Monday, July 1, 2013

Computerized Heraldry ... Again!


I spend far more time than I should puttering about on the "information highway," and periodically I run across something that I consider to be worth sharing with you.

Over the years, several individuals have tried to write software that would create an emblazon - a drawing of a coat of arms - from the blazon - the word description.  And it is the sort of thing that you'd think would be not terribly difficult.  The language of blazon has its own very specific grammar and structure which should make it amenable to being done by computers, at least to a decent extent.

The trouble is, of course, is that all of the programs that I've found over the years have had some pretty serious limitations, like the one where the blazon had a sword fesswise on a chief, but the program crammed the sword in palewise, a very unartistic result.

This most recent entry is a website (Blazonry Server, at http://web.meson.org/blazonserver/) that you can go to and type in a blazon, then choose an output format (.png or .svg), and then click the "Render Blazon" button to have the program draw the coat of arms for you.  And it actually isn't too bad, as you can see from the first two examples below, sampled on the site, of a very simple coat of arms, and then a more complex one.




But then, of course, I felt the need to type in the blazon of my own arms, with this result.

So I'm guessing that "apples" are not in the program's definitions yet.  (To be fair, the website does say that it's mostly the geometric charges that are represented in its database.)

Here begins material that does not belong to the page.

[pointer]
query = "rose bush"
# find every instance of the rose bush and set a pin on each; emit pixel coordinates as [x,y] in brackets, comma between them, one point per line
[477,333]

Still and all, it's a fun site to play around on, trying out different blazons and seeing what the program creates.  As my alter ego Da'ud Bob ibn Briggs, Historical Drive-In Movie Critic (www.appletonstudios.com/movies1.htm) would say, "Check it out!"  I'll probably be spending some time there myself, seeing what it will do the the arms of, say, Calvert, and Crossland.  (The quarters of the arms of the State of Maryland.)